“Di-Disa..” ucap
Tita terbata-bata.
Sementara Disa
hanya melihat kedua orang yang sekarang ada di depannya dengan tatapan tidak
percaya. Matanya mulai berkaca-kaca menahan tangis. Ternyata benar
kecurigaannya selama ini, bahwa Asta itu adalah Luki, sahabatnya di masa lalu.
Dan juga, Tita, teman yang selama ini ia percaya, entah sejak kapan mulai
membohonginya.
Disa melangkahkan
kakinya dan menenteng sepedanya agar dapat segera pergi dari tempat itu. Asta
yang tadinya hanya menatap sosok cewek yang masih dicintainya itu, mulai
mengejar dan menghentikan langkahnya yang sudah agak jauh dari rumah Tita.
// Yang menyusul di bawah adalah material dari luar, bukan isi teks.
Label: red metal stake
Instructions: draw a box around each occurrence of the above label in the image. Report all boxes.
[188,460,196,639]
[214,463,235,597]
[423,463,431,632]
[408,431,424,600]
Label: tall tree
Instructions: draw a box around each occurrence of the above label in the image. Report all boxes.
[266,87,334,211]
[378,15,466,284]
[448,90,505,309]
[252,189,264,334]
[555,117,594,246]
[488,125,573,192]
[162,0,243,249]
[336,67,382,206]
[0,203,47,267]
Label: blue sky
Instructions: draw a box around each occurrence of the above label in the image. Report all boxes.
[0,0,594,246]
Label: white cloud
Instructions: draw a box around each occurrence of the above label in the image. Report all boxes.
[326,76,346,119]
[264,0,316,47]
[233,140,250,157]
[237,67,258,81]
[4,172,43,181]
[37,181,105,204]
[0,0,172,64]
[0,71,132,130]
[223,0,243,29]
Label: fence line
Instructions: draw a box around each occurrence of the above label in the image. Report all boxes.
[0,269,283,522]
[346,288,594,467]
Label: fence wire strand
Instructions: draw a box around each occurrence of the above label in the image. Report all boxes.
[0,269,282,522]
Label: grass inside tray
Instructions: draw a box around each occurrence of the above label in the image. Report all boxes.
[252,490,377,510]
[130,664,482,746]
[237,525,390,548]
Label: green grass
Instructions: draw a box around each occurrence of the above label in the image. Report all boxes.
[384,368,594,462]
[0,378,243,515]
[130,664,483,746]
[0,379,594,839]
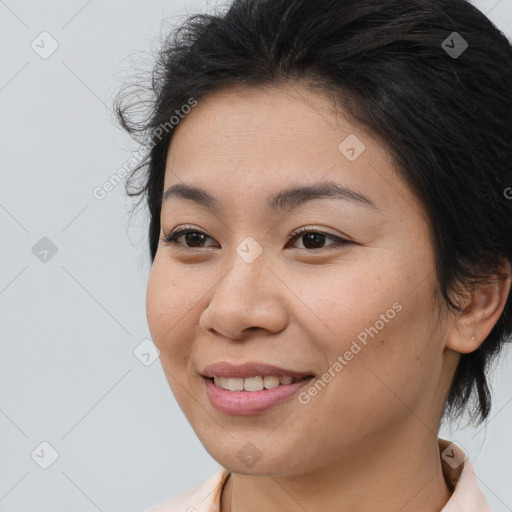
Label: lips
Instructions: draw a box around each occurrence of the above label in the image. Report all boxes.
[201,361,314,381]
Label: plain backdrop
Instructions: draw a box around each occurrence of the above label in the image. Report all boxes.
[0,0,512,512]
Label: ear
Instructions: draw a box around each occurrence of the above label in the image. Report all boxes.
[446,260,512,354]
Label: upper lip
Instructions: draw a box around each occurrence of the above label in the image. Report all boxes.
[201,361,313,380]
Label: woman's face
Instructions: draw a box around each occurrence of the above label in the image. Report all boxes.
[147,86,456,475]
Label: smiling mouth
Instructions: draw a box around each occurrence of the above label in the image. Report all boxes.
[204,375,313,392]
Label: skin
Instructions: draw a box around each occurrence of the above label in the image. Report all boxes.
[147,84,510,512]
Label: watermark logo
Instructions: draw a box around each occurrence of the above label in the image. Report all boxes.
[30,441,59,469]
[298,302,403,405]
[441,32,468,59]
[338,133,366,162]
[30,32,59,60]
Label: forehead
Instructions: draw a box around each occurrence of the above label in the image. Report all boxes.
[164,85,418,218]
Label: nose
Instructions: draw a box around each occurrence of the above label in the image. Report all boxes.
[199,251,290,340]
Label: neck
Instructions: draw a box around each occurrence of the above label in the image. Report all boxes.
[221,426,451,512]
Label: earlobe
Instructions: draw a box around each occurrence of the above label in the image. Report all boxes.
[446,266,511,354]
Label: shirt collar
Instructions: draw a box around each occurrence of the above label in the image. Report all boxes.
[147,438,491,512]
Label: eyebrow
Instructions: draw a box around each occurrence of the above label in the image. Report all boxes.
[162,181,380,212]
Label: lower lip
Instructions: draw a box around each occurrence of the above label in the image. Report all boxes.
[203,377,313,415]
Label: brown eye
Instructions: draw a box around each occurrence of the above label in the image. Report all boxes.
[291,228,351,249]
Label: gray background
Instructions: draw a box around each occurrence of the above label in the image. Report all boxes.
[0,0,512,512]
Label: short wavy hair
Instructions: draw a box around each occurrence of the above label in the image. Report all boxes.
[114,0,512,423]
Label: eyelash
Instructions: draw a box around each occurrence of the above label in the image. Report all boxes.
[161,227,353,251]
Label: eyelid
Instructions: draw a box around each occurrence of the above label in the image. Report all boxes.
[160,224,356,252]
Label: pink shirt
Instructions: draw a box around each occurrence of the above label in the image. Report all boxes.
[145,438,491,512]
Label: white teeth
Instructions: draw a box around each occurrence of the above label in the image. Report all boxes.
[213,375,294,391]
[242,377,263,391]
[263,377,279,389]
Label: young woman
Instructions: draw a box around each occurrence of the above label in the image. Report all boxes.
[116,0,512,512]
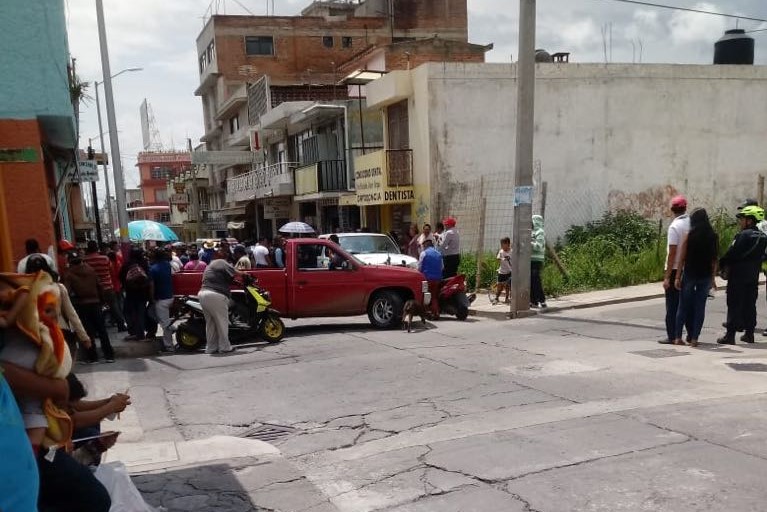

Sementara, Tita hanya menunggu dan berharap Asta menjelaskan semuanya ke Disa.
“Disa! Tunggu!”
Asta menghentikan langkahnya. Kali ini gadis itu tidak bisa menghindar lagi
karena cowok itu sekarang tepat hadapannya seakan menghalangi jalannya. Asta
diam, tidak tau harus menjelaskan dari mana. Disa hanya menundukkan kepala
untuk menyembunyikan air matanya. Karena tidak sabar menunggu, ia mulai
melangkahkan lagi kakinya.
“Sepuluh tahun yang lalu...” Akhirnya Asta mulai bicara. Disa mau tak mau tidak jadi pergi.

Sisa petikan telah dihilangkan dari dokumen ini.